Implementation for the US Government Policy for Institutional Oversight of Life Sciences Dual Use Research of Concern
As of September 24, 2015, all institutions and USG funded agencies are now required to comply with the policies. Agencies now must have “a mechanisms in place to evaluate research that is potentially Dual Use Research of Concern (DURC).” Institutions must also organize an Institutional Review Entity (IRE) to review and manage compliance with these requirements.

Dr. Sonia Ben Ouagrham-Gormley’s  new book, Barriers to Bioweapons, received glowing reviews in the latest issue of Perspective on Politics. Her work, which is a staple for biodefense courses, and particularly this text, focusses on the perception of risk and lethality of bioweapons while addressing the realities of these assumptions. Ouagrham-Gormley discusses the key role of tacit versus explicit knowledge in the development and dissemination barriers for bioweapons. “The author identifies important factors internal to a weapons-development program- talented individuals and cohesive groups, corporate culture, communities of practice, organization structure- as critical nodes or ‘reservoirs’ of knowledge that must be configured to optimize the sharing of ideas and information.” The case studies of Iraqi and South African programs, as well as Aum Shinrikyo, lay the foundation for her points on the role of internal and external variables that can hinder or help a bioweapons program. Whether you’re reading  it for class (GMU Biodefense folks, I’m looking at you!) or you’re looking to brush up on nonproliferation, this book is a well-written and captivating necessity to understand bioweapon development. Did I mention how awesome the cover is?

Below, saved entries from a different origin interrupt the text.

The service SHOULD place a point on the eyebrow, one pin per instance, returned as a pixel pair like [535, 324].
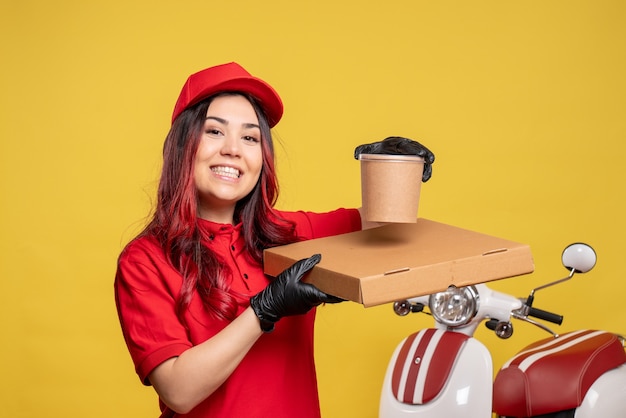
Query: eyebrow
[225, 122]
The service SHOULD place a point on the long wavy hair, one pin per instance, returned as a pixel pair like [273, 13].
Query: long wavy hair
[175, 220]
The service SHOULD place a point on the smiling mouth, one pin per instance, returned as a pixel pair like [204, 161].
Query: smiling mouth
[226, 172]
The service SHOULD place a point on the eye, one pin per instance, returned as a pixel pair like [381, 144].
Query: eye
[252, 139]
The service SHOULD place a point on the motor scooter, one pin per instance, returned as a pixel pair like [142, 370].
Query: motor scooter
[445, 372]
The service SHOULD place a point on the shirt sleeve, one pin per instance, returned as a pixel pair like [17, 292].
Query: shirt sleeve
[311, 225]
[146, 289]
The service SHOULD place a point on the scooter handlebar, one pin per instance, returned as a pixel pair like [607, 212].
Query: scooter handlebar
[546, 316]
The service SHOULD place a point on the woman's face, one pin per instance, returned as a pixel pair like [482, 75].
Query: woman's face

Our very own GMU Biodefense PhD alum, Dr. Denise N. Baken, has a wonderful new book being released – let’s check it out! Al Qaeda : The Transformation of Terrorism in the Middle East and North Africa examines violence and the way it is marketed by the global terrorism industry.  Authors Denise Baken and Ioannis Mantzikos frame the violence discussion through the prism of its use by Al Qaeda, Al Qaeda in the Arabian Peninsula (AQAP) and Islamic State of Iraq and Syria (ISIS).Baken and Mantzikos look at the business parameters of violence –its cost, return on investment, efficiency, and effectiveness; They propose a new approach to that violence. One that looks at violence as a controlled commodity that evolved from Al Qaeda’s initial presentation of future possibilities, AQAP exploited those possibilities and ISIS pushed the boundaries of usability.